One of the approaches that we aimed to try was to use segmentation to detect coins from images and based on the predicted binary mask, we can localize them and use this as input to feature extraction and classification. We will experiment with classic **Unet encoder** with pretrained **ResNet backbone** (decoder).

## Imports

In [1]:
%load_ext autoreload
%autoreload 2

In [2]:
import torch
import segmentation_models_pytorch as smp
from segmentation_models_pytorch.encoders import get_preprocessing_fn
from scripts.viz import plot_images
from scripts.training import train_model
from scripts.utils import SegmentationDataset, split_data, get_prediction
import albumentations as A
from torch.utils.data import random_split, DataLoader

## Hyperparameters and Config

In [3]:
# let's specify paths to training images and masks
seg_directory = "data/train"  # TODO: update

In [4]:
# training hyperparameters
num_epochs = 10
batch_size = 4
lr = 0.005

## Data Augmentation

We first define data augmentations for more robust model, then generate datasets and dataloaders for training and validation.

In [5]:
# define data augmentation for train and validation
train_tf = A.Compose([
    A.Resize(width=600, height=400, always_apply=True),
    A.HorizontalFlip(p=0.5),
    A.RandomBrightnessContrast(p=0.4),
    A.RandomGamma(gamma_limit=(80, 120), p=0.4),
    A.HueSaturationValue(hue_shift_limit=10, sat_shift_limit=20, val_shift_limit=10, p=0.4)
])

valid_tf = A.Compose([A.Resize(height=600, width=400, always_apply=True)])

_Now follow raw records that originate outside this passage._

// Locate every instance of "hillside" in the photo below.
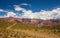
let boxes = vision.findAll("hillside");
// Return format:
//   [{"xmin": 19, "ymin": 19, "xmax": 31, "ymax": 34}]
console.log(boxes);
[{"xmin": 0, "ymin": 21, "xmax": 60, "ymax": 38}]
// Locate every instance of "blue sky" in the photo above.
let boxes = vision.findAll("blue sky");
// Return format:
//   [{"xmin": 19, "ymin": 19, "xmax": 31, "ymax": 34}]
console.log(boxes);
[{"xmin": 0, "ymin": 0, "xmax": 60, "ymax": 19}]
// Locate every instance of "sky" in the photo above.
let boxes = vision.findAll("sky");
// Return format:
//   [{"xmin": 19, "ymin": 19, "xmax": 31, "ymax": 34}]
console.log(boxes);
[{"xmin": 0, "ymin": 0, "xmax": 60, "ymax": 20}]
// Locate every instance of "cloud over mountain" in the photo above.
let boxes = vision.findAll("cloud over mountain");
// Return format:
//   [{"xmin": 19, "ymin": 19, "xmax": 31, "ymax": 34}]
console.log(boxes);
[
  {"xmin": 15, "ymin": 5, "xmax": 60, "ymax": 20},
  {"xmin": 0, "ymin": 5, "xmax": 60, "ymax": 20}
]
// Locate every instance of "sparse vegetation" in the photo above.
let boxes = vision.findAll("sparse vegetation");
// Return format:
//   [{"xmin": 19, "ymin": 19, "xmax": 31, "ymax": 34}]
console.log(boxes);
[{"xmin": 0, "ymin": 22, "xmax": 60, "ymax": 38}]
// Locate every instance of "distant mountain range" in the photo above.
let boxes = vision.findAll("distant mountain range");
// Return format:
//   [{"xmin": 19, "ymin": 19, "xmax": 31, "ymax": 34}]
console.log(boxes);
[{"xmin": 0, "ymin": 17, "xmax": 60, "ymax": 25}]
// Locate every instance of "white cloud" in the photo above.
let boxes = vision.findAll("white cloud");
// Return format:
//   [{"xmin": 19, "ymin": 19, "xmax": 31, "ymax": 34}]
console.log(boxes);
[
  {"xmin": 15, "ymin": 5, "xmax": 60, "ymax": 20},
  {"xmin": 0, "ymin": 9, "xmax": 4, "ymax": 12},
  {"xmin": 20, "ymin": 3, "xmax": 31, "ymax": 6}
]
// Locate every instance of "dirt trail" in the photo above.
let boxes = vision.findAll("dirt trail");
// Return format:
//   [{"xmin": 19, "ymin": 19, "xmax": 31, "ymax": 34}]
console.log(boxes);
[{"xmin": 6, "ymin": 23, "xmax": 17, "ymax": 29}]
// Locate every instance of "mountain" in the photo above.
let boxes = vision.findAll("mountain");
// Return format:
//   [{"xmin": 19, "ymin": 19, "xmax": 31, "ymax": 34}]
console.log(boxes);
[{"xmin": 0, "ymin": 17, "xmax": 60, "ymax": 26}]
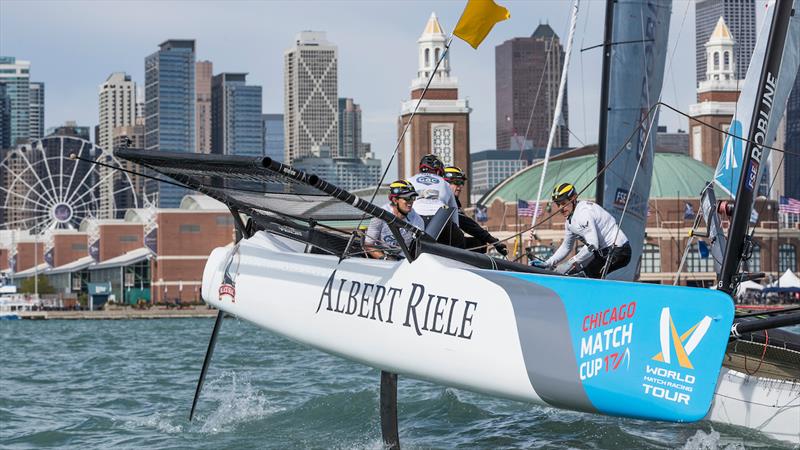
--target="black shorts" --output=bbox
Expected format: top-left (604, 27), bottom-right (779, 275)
top-left (583, 242), bottom-right (631, 278)
top-left (422, 216), bottom-right (465, 248)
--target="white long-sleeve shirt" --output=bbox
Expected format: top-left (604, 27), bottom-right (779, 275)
top-left (408, 172), bottom-right (458, 225)
top-left (545, 201), bottom-right (628, 266)
top-left (364, 203), bottom-right (425, 256)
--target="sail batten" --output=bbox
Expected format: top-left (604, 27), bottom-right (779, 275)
top-left (597, 0), bottom-right (672, 281)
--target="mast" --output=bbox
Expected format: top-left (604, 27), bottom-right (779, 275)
top-left (717, 1), bottom-right (794, 294)
top-left (531, 0), bottom-right (580, 225)
top-left (595, 0), bottom-right (616, 206)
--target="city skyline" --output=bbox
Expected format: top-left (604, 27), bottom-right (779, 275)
top-left (0, 0), bottom-right (763, 173)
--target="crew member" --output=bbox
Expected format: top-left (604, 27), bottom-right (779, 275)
top-left (364, 180), bottom-right (425, 259)
top-left (534, 183), bottom-right (631, 278)
top-left (444, 166), bottom-right (508, 256)
top-left (409, 155), bottom-right (464, 248)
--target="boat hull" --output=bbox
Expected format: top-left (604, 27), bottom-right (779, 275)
top-left (203, 233), bottom-right (733, 421)
top-left (707, 367), bottom-right (800, 444)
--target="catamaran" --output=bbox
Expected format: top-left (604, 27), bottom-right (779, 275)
top-left (106, 2), bottom-right (800, 448)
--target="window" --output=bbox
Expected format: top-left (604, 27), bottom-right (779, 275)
top-left (641, 244), bottom-right (661, 273)
top-left (180, 224), bottom-right (200, 233)
top-left (217, 215), bottom-right (233, 227)
top-left (686, 245), bottom-right (714, 272)
top-left (778, 244), bottom-right (797, 273)
top-left (431, 123), bottom-right (455, 166)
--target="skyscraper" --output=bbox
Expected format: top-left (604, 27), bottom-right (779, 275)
top-left (339, 98), bottom-right (363, 158)
top-left (0, 56), bottom-right (31, 148)
top-left (29, 81), bottom-right (44, 139)
top-left (694, 0), bottom-right (756, 84)
top-left (211, 73), bottom-right (264, 156)
top-left (144, 40), bottom-right (196, 208)
top-left (783, 73), bottom-right (800, 199)
top-left (261, 114), bottom-right (284, 162)
top-left (195, 61), bottom-right (214, 153)
top-left (0, 83), bottom-right (11, 150)
top-left (495, 24), bottom-right (569, 149)
top-left (283, 31), bottom-right (339, 164)
top-left (97, 72), bottom-right (136, 151)
top-left (95, 72), bottom-right (136, 219)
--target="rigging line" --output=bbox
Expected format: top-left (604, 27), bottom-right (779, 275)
top-left (531, 0), bottom-right (580, 226)
top-left (668, 2), bottom-right (692, 114)
top-left (672, 205), bottom-right (701, 286)
top-left (581, 39), bottom-right (655, 52)
top-left (580, 2), bottom-right (592, 143)
top-left (600, 10), bottom-right (663, 279)
top-left (750, 151), bottom-right (786, 243)
top-left (600, 103), bottom-right (658, 279)
top-left (659, 102), bottom-right (800, 156)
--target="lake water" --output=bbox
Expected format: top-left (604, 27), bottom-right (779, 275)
top-left (0, 318), bottom-right (790, 449)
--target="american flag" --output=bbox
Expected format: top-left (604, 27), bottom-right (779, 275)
top-left (778, 195), bottom-right (800, 214)
top-left (517, 200), bottom-right (544, 217)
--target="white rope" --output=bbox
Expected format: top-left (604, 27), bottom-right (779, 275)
top-left (531, 0), bottom-right (580, 227)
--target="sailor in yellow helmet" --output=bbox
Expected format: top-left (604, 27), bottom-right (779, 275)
top-left (364, 180), bottom-right (425, 259)
top-left (444, 166), bottom-right (508, 256)
top-left (536, 183), bottom-right (631, 278)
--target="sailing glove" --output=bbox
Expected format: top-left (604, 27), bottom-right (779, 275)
top-left (492, 240), bottom-right (508, 256)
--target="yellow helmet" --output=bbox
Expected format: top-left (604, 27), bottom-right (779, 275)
top-left (389, 180), bottom-right (419, 201)
top-left (444, 166), bottom-right (467, 184)
top-left (552, 183), bottom-right (578, 203)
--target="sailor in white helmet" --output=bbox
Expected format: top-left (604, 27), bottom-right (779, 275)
top-left (408, 155), bottom-right (464, 248)
top-left (534, 183), bottom-right (631, 278)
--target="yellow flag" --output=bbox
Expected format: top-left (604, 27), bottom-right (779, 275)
top-left (453, 0), bottom-right (511, 48)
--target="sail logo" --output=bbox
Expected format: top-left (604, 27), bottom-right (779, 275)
top-left (715, 118), bottom-right (744, 195)
top-left (219, 244), bottom-right (241, 303)
top-left (652, 307), bottom-right (711, 369)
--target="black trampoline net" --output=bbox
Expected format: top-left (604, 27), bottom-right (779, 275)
top-left (115, 149), bottom-right (372, 221)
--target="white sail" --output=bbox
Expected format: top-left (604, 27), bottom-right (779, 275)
top-left (714, 1), bottom-right (800, 200)
top-left (601, 0), bottom-right (672, 281)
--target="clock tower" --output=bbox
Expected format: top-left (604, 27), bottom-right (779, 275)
top-left (397, 13), bottom-right (472, 205)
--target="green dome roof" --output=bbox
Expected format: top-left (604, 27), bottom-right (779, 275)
top-left (478, 153), bottom-right (729, 205)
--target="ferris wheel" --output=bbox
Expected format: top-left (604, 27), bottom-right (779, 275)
top-left (0, 136), bottom-right (139, 233)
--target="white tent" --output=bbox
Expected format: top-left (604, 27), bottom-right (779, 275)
top-left (736, 281), bottom-right (764, 297)
top-left (776, 270), bottom-right (800, 288)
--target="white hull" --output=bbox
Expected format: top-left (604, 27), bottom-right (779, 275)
top-left (198, 233), bottom-right (744, 432)
top-left (707, 367), bottom-right (800, 444)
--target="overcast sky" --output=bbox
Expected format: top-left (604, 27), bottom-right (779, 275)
top-left (0, 0), bottom-right (763, 176)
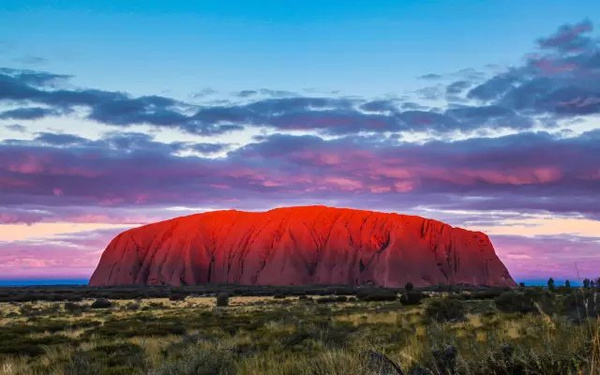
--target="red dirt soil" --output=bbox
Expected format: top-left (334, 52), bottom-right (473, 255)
top-left (90, 206), bottom-right (515, 287)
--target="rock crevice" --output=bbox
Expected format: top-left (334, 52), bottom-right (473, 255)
top-left (90, 206), bottom-right (515, 287)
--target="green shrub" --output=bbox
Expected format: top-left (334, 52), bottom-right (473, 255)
top-left (90, 298), bottom-right (112, 309)
top-left (153, 346), bottom-right (235, 375)
top-left (425, 298), bottom-right (465, 323)
top-left (400, 290), bottom-right (426, 306)
top-left (217, 293), bottom-right (229, 307)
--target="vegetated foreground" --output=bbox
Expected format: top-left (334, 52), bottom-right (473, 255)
top-left (0, 285), bottom-right (600, 375)
top-left (90, 206), bottom-right (515, 287)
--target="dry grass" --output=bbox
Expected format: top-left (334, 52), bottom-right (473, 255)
top-left (0, 297), bottom-right (600, 375)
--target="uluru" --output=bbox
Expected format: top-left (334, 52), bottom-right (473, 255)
top-left (89, 206), bottom-right (515, 287)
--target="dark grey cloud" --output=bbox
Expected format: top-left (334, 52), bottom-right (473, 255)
top-left (418, 73), bottom-right (443, 80)
top-left (468, 20), bottom-right (600, 117)
top-left (4, 124), bottom-right (27, 133)
top-left (0, 131), bottom-right (600, 217)
top-left (0, 21), bottom-right (600, 140)
top-left (35, 132), bottom-right (91, 146)
top-left (189, 143), bottom-right (230, 154)
top-left (0, 107), bottom-right (60, 120)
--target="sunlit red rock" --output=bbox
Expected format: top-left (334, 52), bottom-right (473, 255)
top-left (90, 206), bottom-right (514, 287)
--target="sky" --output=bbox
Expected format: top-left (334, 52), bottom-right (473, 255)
top-left (0, 0), bottom-right (600, 280)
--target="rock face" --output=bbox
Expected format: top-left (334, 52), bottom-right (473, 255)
top-left (90, 206), bottom-right (515, 287)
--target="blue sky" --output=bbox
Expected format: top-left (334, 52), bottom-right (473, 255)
top-left (0, 0), bottom-right (600, 97)
top-left (0, 0), bottom-right (600, 280)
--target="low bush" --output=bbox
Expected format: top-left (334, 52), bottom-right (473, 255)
top-left (400, 290), bottom-right (426, 306)
top-left (425, 298), bottom-right (465, 323)
top-left (217, 293), bottom-right (229, 307)
top-left (90, 298), bottom-right (112, 309)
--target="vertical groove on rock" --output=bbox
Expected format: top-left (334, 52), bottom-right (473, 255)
top-left (90, 206), bottom-right (514, 287)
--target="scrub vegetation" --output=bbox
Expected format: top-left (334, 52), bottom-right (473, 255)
top-left (0, 286), bottom-right (600, 375)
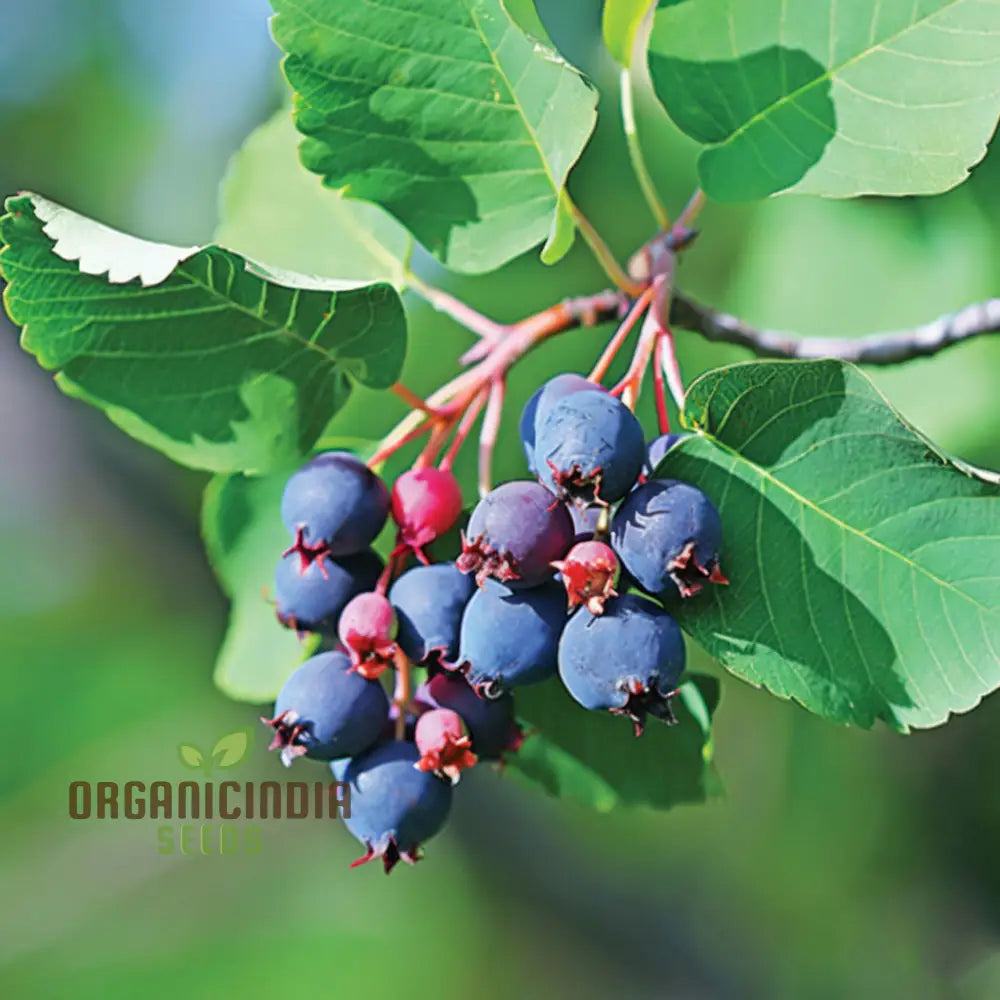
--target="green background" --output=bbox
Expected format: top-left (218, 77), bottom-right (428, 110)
top-left (0, 0), bottom-right (1000, 1000)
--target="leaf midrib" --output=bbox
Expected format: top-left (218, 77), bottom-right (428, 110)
top-left (716, 0), bottom-right (964, 146)
top-left (697, 431), bottom-right (997, 617)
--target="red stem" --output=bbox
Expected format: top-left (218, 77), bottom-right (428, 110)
top-left (653, 336), bottom-right (670, 434)
top-left (441, 389), bottom-right (489, 469)
top-left (587, 285), bottom-right (653, 382)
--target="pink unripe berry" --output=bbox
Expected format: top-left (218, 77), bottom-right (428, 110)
top-left (392, 468), bottom-right (462, 557)
top-left (552, 541), bottom-right (621, 615)
top-left (337, 593), bottom-right (398, 680)
top-left (413, 708), bottom-right (479, 785)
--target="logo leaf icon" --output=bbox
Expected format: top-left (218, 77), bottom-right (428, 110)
top-left (212, 729), bottom-right (249, 767)
top-left (177, 743), bottom-right (205, 770)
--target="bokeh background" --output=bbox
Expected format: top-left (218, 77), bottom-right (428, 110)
top-left (0, 0), bottom-right (1000, 1000)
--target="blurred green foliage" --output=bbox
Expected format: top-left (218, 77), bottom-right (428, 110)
top-left (0, 0), bottom-right (1000, 1000)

# get bacbbone specific transformations
preprocess_input = get_preprocessing_fn('resnet50', pretrained='imagenet')

In [7]:
# split the image paths into train and validation
image_path_train, image_path_val, mask_path_train, mask_path_val \
    = split_data(seg_directory, 0.2)

# get train and val dataset instances
train_ds = SegmentationDataset(
    image_paths=image_path_train,
    mask_paths=mask_path_train,
    transform=train_tf,
    preprocess=preprocess_input
)

val_ds = SegmentationDataset(
    image_paths=image_path_val,
    mask_paths=mask_path_val,
    transform=valid_tf,
    preprocess=preprocess_input
)

In [None]:
# create dataloaders
train_loader = DataLoader(train_ds, batch_size)
val_loader = DataLoader(val_ds, batch_size)

## Modelling

We use `Segmentation Models Pytorch` for model generation, then we define training arguments and train the model

In [None]:
model = smp.Unet(
    encoder_name="resnet50",
    encoder_weights="imagenet",
    in_channels=3,
    classes=1,
)

# freeze encoder weights
model.encoder.training = False

In [8]:
trainable_params = [param for param in model.parameters() if param.requires_grad == True]
optimizer = torch.optim.Adam(trainable_params, lr=lr)

scheduler = torch.optim.lr_scheduler.CosineAnnealingLR(
    optimizer,
    T_max=(len(train_loader.dataset) * num_epochs) // train_loader.batch_size,
)

criterion = smp.losses.DiceLoss(smp.losses.BINARY_MODE, from_logits=True)

In [None]:
# train the model
train_losses, valid_losses, train_f1s, valid_f1s = train_model(
    model,
    (train_loader, val_loader),
    criterion,
    optimizer,
    scheduler,
    num_epochs
)

## Inference

Let's see how well the model does

In [None]:
for image, label in val_loader:

    predicted = get_prediction(model, image)

    plot_images(
        axis=False,
        original=image,
        ground_truth=label,
        predicted=predicted
    )